More recently, Facebook has been criticized for not being transparent enough about the Russia issue. A growing number of legislators are now pressuring the company to release the Russian ads to the public.
Even some at Facebook have hinted that its communications strategy needs to change.
Alex Stamos, Facebook’s chief security officer and the executive overseeing its internal investigation into the Russia ads, turned to Twitter last weekend to urge reporters to “try to talk to people” who’ve had to solve problems like fake news.
In response, one reporter tweeted that Facebook’s “tightly controlled PR machine” doesn’t help. Stamos replied: “I think you are on to something.” Three minutes later, Stamos added: “To be clear, this isn’t sarcasm. I’m agreeing.”
Reps for Facebook did not immediately respond to a request for comment.
Facebook has used a dedicated blog called Hard Questions to provide updates on Russian ads and its cooperation with Congress. The company has also reportedly hired two crisis communications firms and has at least one job posting on its site for a policy communications manager with crisis communications experience.
Some Facebook insiders say the company is still learning to adjust to the heightened scrutiny and responsibility that comes with its unprecedented reach of more than two billion users.

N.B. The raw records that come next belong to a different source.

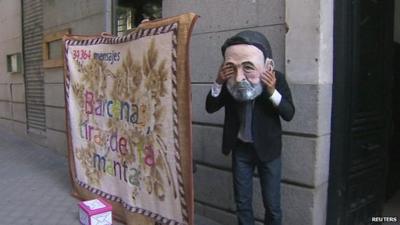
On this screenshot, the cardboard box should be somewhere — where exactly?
[78,199,112,225]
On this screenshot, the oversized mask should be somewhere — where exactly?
[224,44,270,102]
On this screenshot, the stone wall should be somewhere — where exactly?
[163,0,333,225]
[43,0,106,154]
[0,1,26,136]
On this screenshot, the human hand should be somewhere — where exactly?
[215,64,235,84]
[261,70,276,96]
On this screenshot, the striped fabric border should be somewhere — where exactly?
[64,23,189,225]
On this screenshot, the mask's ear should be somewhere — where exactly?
[265,57,275,71]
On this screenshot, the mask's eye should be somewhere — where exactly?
[243,63,256,73]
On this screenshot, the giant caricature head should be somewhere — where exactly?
[221,30,273,102]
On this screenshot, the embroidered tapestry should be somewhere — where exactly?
[63,13,197,225]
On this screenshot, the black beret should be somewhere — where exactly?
[221,30,272,59]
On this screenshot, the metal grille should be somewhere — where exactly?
[22,0,46,134]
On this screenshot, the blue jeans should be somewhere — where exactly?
[232,141,282,225]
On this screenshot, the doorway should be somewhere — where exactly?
[326,0,400,225]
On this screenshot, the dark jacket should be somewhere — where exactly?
[206,71,295,161]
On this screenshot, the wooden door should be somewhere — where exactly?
[327,0,393,225]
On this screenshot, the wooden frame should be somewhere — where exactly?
[43,28,70,69]
[63,13,198,225]
[7,52,22,73]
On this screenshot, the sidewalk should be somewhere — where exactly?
[0,127,218,225]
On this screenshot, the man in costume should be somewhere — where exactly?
[206,31,295,225]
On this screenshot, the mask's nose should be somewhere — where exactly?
[235,68,246,82]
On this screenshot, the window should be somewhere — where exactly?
[113,0,162,36]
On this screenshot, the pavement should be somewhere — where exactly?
[0,128,219,225]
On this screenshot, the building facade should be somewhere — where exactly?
[0,0,400,225]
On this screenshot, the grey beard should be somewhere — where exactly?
[226,79,262,102]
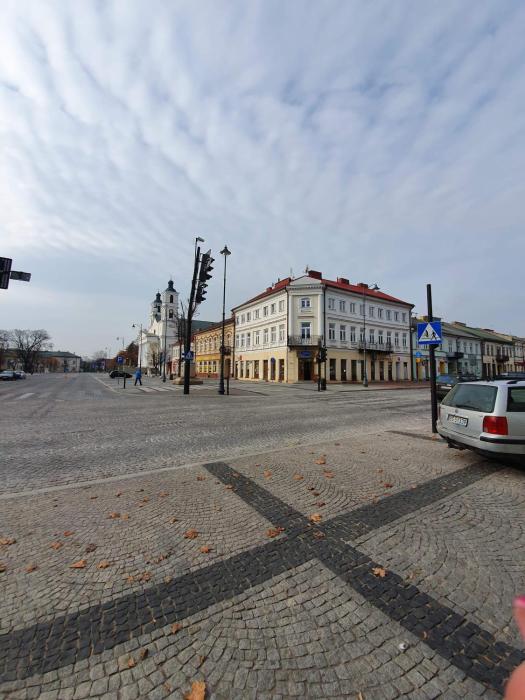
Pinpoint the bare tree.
[9,328,52,372]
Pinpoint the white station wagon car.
[437,379,525,465]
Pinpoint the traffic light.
[0,258,13,289]
[195,250,215,304]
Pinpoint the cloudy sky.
[0,0,525,354]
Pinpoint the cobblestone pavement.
[0,385,525,700]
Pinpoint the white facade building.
[138,280,179,374]
[233,270,413,382]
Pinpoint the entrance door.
[299,359,312,382]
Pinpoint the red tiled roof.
[322,279,414,306]
[233,277,292,311]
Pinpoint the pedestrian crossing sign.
[417,321,443,345]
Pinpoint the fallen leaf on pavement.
[266,527,284,537]
[184,681,206,700]
[69,559,87,569]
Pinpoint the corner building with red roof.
[233,270,413,383]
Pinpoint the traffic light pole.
[427,284,437,433]
[184,246,201,394]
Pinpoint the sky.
[0,0,525,355]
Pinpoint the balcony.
[288,335,323,348]
[357,340,392,354]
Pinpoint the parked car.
[436,374,477,399]
[109,369,131,379]
[437,379,525,465]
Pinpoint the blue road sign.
[417,321,443,345]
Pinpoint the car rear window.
[507,387,525,413]
[442,384,498,413]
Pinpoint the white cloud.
[0,0,525,350]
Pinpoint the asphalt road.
[0,374,429,493]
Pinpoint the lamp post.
[132,323,142,373]
[363,283,379,386]
[219,245,231,394]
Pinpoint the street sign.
[417,321,442,345]
[11,270,31,282]
[0,258,13,289]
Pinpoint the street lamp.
[219,246,231,394]
[131,323,142,373]
[362,282,379,386]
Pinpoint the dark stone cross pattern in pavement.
[0,463,525,692]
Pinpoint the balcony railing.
[357,340,390,353]
[288,335,323,347]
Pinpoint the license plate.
[447,413,468,426]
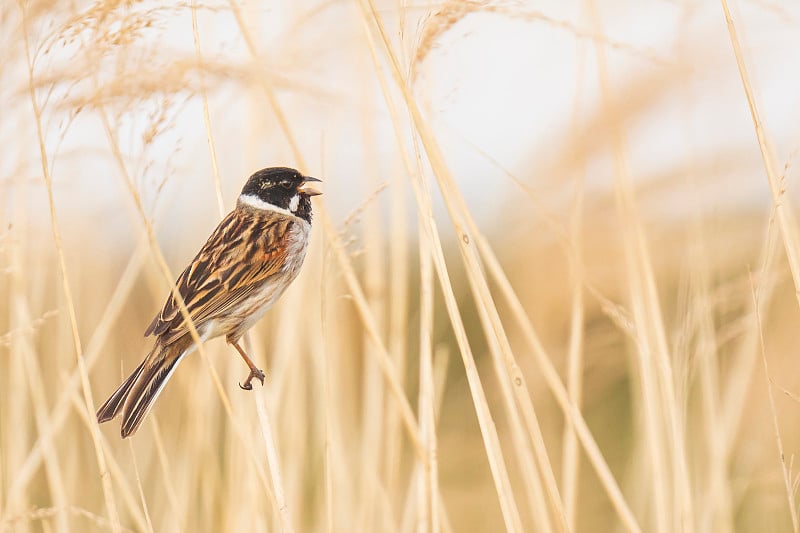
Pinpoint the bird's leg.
[228,340,265,390]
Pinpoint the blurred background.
[0,0,800,533]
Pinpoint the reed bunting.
[97,167,321,438]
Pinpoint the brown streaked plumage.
[97,167,320,438]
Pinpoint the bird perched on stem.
[97,167,321,438]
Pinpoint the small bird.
[97,167,322,439]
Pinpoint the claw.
[239,368,266,390]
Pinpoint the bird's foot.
[239,367,266,390]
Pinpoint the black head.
[240,167,321,222]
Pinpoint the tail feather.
[121,341,190,439]
[97,359,146,424]
[97,335,192,439]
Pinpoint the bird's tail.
[97,335,191,439]
[97,359,147,424]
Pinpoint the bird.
[97,167,322,439]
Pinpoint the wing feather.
[145,209,295,343]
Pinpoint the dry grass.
[0,0,800,533]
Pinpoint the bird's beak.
[299,176,322,196]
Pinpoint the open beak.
[298,176,322,196]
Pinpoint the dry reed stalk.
[690,220,734,531]
[417,233,440,533]
[223,1,432,464]
[128,440,153,533]
[354,7,544,527]
[190,0,225,218]
[721,0,800,532]
[752,276,800,533]
[588,0,693,533]
[19,3,121,533]
[561,9,587,531]
[9,237,69,532]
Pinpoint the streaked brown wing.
[145,209,294,344]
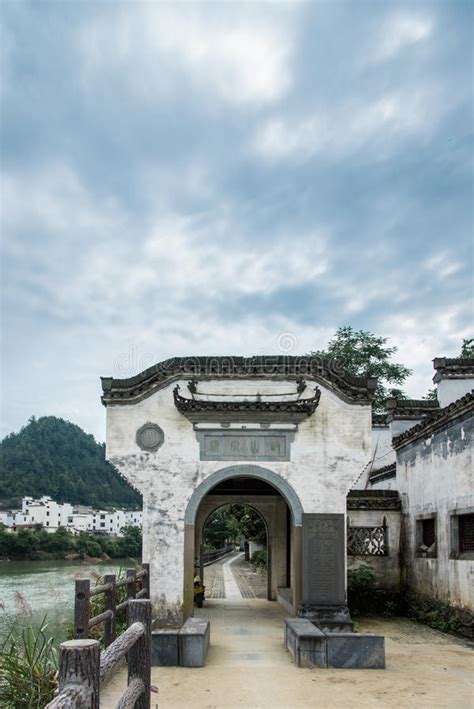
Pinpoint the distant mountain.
[0,416,142,507]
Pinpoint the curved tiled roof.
[392,390,474,449]
[385,399,439,421]
[173,385,321,423]
[369,462,397,481]
[433,357,474,384]
[101,355,377,406]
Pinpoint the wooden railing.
[74,564,150,647]
[45,596,151,709]
[202,544,235,566]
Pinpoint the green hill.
[0,416,142,507]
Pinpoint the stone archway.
[194,495,270,601]
[183,465,303,616]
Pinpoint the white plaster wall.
[369,477,398,490]
[437,379,474,407]
[107,380,371,607]
[353,426,395,490]
[397,419,474,609]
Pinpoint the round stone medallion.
[137,423,165,452]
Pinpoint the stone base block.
[298,603,354,633]
[285,618,385,670]
[179,618,211,667]
[285,618,326,667]
[151,618,211,667]
[326,633,385,670]
[151,630,179,667]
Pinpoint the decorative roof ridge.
[385,399,439,410]
[369,462,397,482]
[385,399,439,423]
[433,357,474,384]
[392,389,474,450]
[101,355,377,406]
[369,461,397,478]
[173,384,321,423]
[347,488,400,499]
[346,490,402,510]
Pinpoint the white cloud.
[423,251,461,279]
[253,86,444,160]
[371,11,434,62]
[80,3,299,105]
[3,166,329,322]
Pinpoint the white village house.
[0,495,143,537]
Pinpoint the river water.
[0,559,133,640]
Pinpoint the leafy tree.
[311,325,411,411]
[461,337,474,358]
[203,504,267,549]
[0,416,141,508]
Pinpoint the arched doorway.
[196,500,271,602]
[184,465,303,616]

“Facebook is at a scale we have never seen before. … So everything they do or say is heightened,” says Josh Elman, a former Facebook program manager and now a partner at Greylock. “They haven’t fully shifted their mentality from a company that experiments and learns to a place where everything carries as much weight.”
That was on full display Monday when Zuckerberg “teleported” to Puerto Rico through Facebook’s Oculus virtual reality platform. A cartoon avatar of Zuckerberg chatted with and high fived a coworker while floating over the flooded streets of Puerto Rico.
“I know FB can afford the best comms team on the planet, so why such terrible optics?” Rick Branson, a former engineering manager at Facebook-owned Instagram, wrote on Twitter in response to the VR stunt.
“It’s clear that the team doesn’t immediately understand why this is terrible,” he wrote. That “indicates huge disconnect from reality.”